Catholicism greets us with artistic representations of a spiritual mother blithely suppressing the serpent Satan under her foot; her arms open to us, offering an embrace of love and safety. I hunger for that reassuring symbolism and for a church that can match the symbolism with trauma-aware ideology. Survivors of all types of trauma benefit from the consistency and predicable ritual of daily Mass, which can be a home base of regular connection with divine and human belonging, peace and truth.

For people who have been cut off by abuse from social and familial connections, their parish and their priest may be the only moral havens from a home life that, like mine, inexplicably turned into a place where right and wrong no longer existed. 

In entering the literal shrine of the church and Mass, survivors may be looking for some indication from God, through the pastor or other parishioners, that someone will care enough to see them and accompany them back into a moral universe in which they matter as a visible child of God. The parish priest is likely to never know who that is unless he signals that he is open and willing to talk about the issue.

Catholics for Family Peace and the U.S. Conference of Catholic Bishops have plenty of information for parishes about both supporting congregants experiencing domestic abuse and avoiding some of the pitfalls through which Christianity and Scripture can be used as tools of oppression.

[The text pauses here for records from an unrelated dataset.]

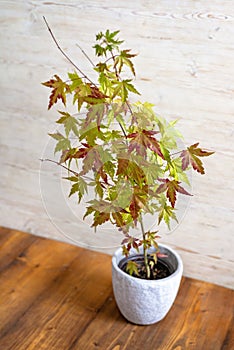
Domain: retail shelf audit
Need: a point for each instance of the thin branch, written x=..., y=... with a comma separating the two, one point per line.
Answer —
x=64, y=54
x=85, y=54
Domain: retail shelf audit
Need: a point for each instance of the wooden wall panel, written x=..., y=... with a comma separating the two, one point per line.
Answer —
x=185, y=66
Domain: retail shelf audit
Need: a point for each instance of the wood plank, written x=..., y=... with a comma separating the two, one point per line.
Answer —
x=185, y=67
x=199, y=319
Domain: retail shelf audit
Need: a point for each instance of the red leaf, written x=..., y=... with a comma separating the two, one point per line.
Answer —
x=142, y=140
x=171, y=187
x=59, y=90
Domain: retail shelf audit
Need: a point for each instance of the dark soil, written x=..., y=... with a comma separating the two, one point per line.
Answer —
x=158, y=271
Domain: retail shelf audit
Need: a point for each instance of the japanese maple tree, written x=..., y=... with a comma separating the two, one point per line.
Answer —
x=123, y=151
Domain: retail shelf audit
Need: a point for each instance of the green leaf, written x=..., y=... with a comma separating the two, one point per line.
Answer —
x=76, y=81
x=80, y=187
x=69, y=122
x=190, y=156
x=59, y=90
x=62, y=145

But the messages do not seem to have filtered down.

The Catholics for Family Peace website contains a draft letter for laity to send to their diocese requesting a Mass in honor of Domestic Violence Awareness Month in October. I sent a request, but never heard back. In the church, October and the rest of the year should be a time of spiritual and pastoral care for the real-life needs of Catholics who have suffered domestic abuse, but also a chance for priests to become informed and unafraid of facing the demon of abuse.